For the NF-κB-GFP localization assay, fluorescence analysis was performed on cells transfected with the NF-κB-GFP construct by using the Ca2+ phosphate procedure [19]. NF-κB subcellular localization was analysed using a digital fluorescence microscope (Zeiss Axiovert 200), and images were captured and recorded using a digital-imaging system [21].
Ca2+ measurement
Measurement of ATP-evoked calcium levels was performed in cells grown on coverslips and transfected with recombinant cytoplasmic aequorin (cyt-Aeq) cDNA [22]. Two hours after aequorin reconstitution, cells on coverslips were transferred into the perfusion chamber of a luminometer and continuously perfused at the rate of 2.5 ml/min which ensures rapid exchange of perfusate and cell adhesion to coverslips. Following 1 min of pefusion, cells were stimulated with 100 μM ATP, as previously reported [23]. Cytoplasmic Ca2+ was measured in Fura-2AM-loaded 4/5 cells, which are negligibly transfectable by cyt-Aeq cDNA [16]. Cells, grown on coverslips, were starved overnight with BSA, loaded with Fura-2AM (4 μM/30 min/37°C), and transferred to the thermostated stage of a Zeiss Axiovert 200 inverted microscope equipped with a Sutter filterwheel and 340/380 excitation filters. Cells were stimulated with 100 μM ATP for 15 min, and images were acquired at a frequency of 1 image/s. Signals were computed into relative ratio units of the fluorescence intensity at different wavelengths (340/380 nm). Calibration was carried out using MetaFluor software, according to a previously reported equation [23].
Statistical analysis
Data were presented as mean ± SD or SEM, and the statistical significance of differences among three groups was calculated by Anova followed by a Dunnett test. In addition, differences between two groups were calculated by the paired or unpaired Student’s t-test. P values < 0.05 were regarded as statistically significant.
Results
Effect of FC1 suppression on the cell cycle
PKHD1 RNA was undetectable in the majority of the clones stably transfected with either a or b PKHD1 siRNA-expressing plasmids (psiPKHD1, Fig. 1a, upper part). PKHD1-downregulated (HEK293pSsiPKHD1) clones were considered those that showed reduction or absence of the FC1 protein, as compared with those transfected with either the empty vector or scramble siRNA sequence (Fig. 1a, lower part). Similar findings were observed in kidney tubular 4/5 cells which were stably transfected with psiPKHD1a (Fig. 1a, inset). Selected clones (4/5pSsiPKHD1a1 and 4/5pSsiPKHD1a2) were found to be partially PKHD1-downregulated with ~40% FC1 in contrast with control 4/5pSuper.

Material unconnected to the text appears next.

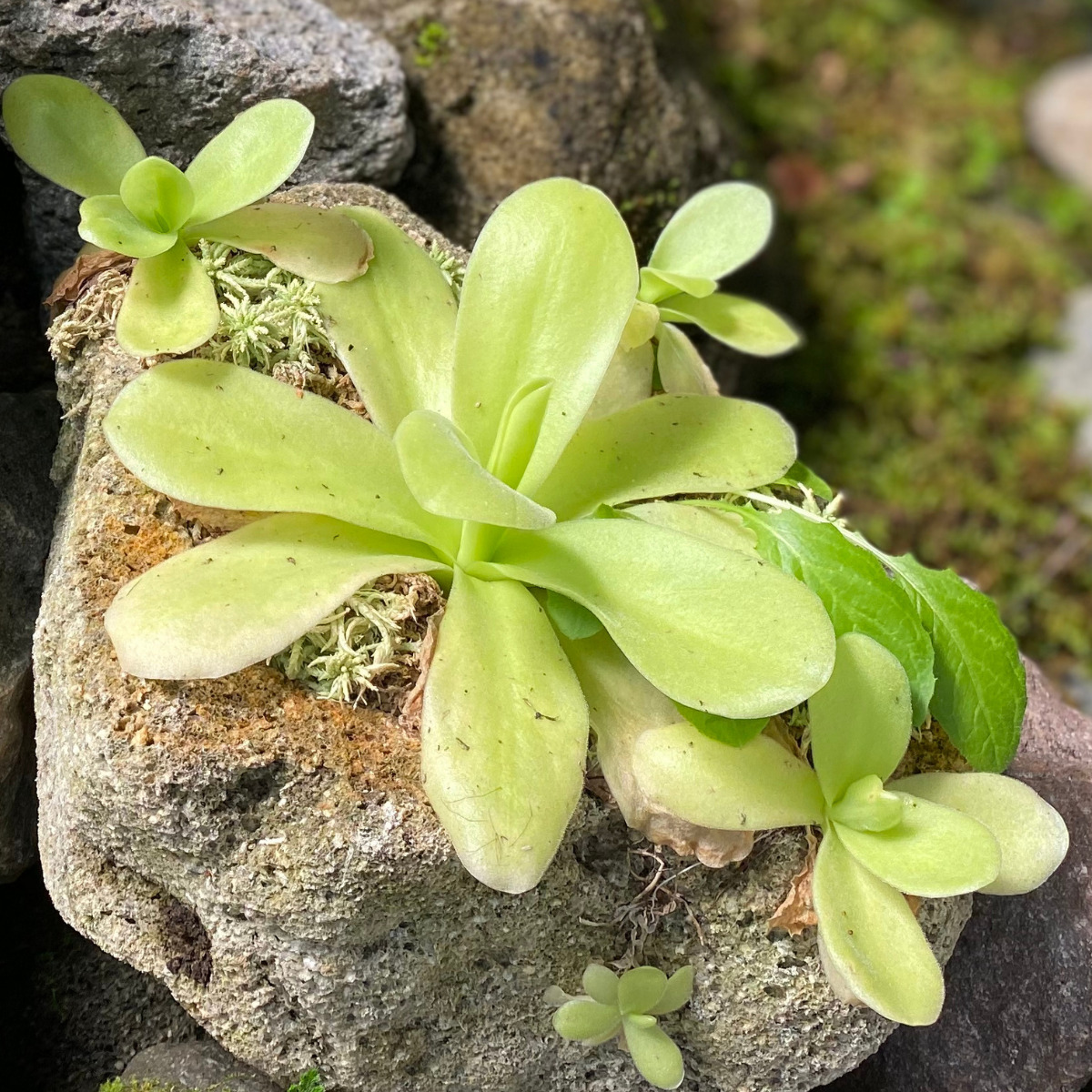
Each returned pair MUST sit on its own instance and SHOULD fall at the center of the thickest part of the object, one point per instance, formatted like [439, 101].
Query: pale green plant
[479, 465]
[147, 208]
[627, 1009]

FC1 depletion caused a reduction in cell proliferation of both HEK293pSsiPHKD1 and 4/5pSsiPHKD1 cells. As shown in Fig. 1b, cell proliferation in HEK293pSsiPHKD1 clones was approximately 25% below that of control clones (HEK293pSsiPHKD1a and HEK293pSsiPHKD1b vs. controls, P < 0.05). Since the reduction was observed in different a and b clones, subsequent experiments were performed with HEK293pSsiPHKD1a6 and HEK293pSsiPHKD1b14 clones, which yielded a similar 30% reduction. This reduction was also observed in transiently pSsiPKHD1-transfected, but not in scramble siRNA-transfected, HEK293 cells (Supplemental Fig. 1). The proliferation of 4/5pSsiPHKD1a cells was roughly 30% lower than in 4/5pSuper cells (Fig. 1c), and was also observed in transiently pSsiPKHD1a-transfected cells (P < 0.05) (Supplemental Fig. 1).

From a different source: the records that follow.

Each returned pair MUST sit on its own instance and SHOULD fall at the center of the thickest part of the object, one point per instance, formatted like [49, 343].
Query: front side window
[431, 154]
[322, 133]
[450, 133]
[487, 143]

The percentage of cells in phase G1 was slightly increased in FC1-downregulated cells with respect to control cells. The ratio between G2/M and G1 percent values was lower in HEK293pSsiPHKD1 and 4/5pSsiPHKD1 than in HEK293pSuper and 4/5pSuper cells (Supplemental Fig. 2, right panels, P < 0.05). Therefore, FC1-downregulation was associated to a small reduction in the number of cycling cells, mainly in the transitions from phases G0/G1 to S, and from S to G2/M.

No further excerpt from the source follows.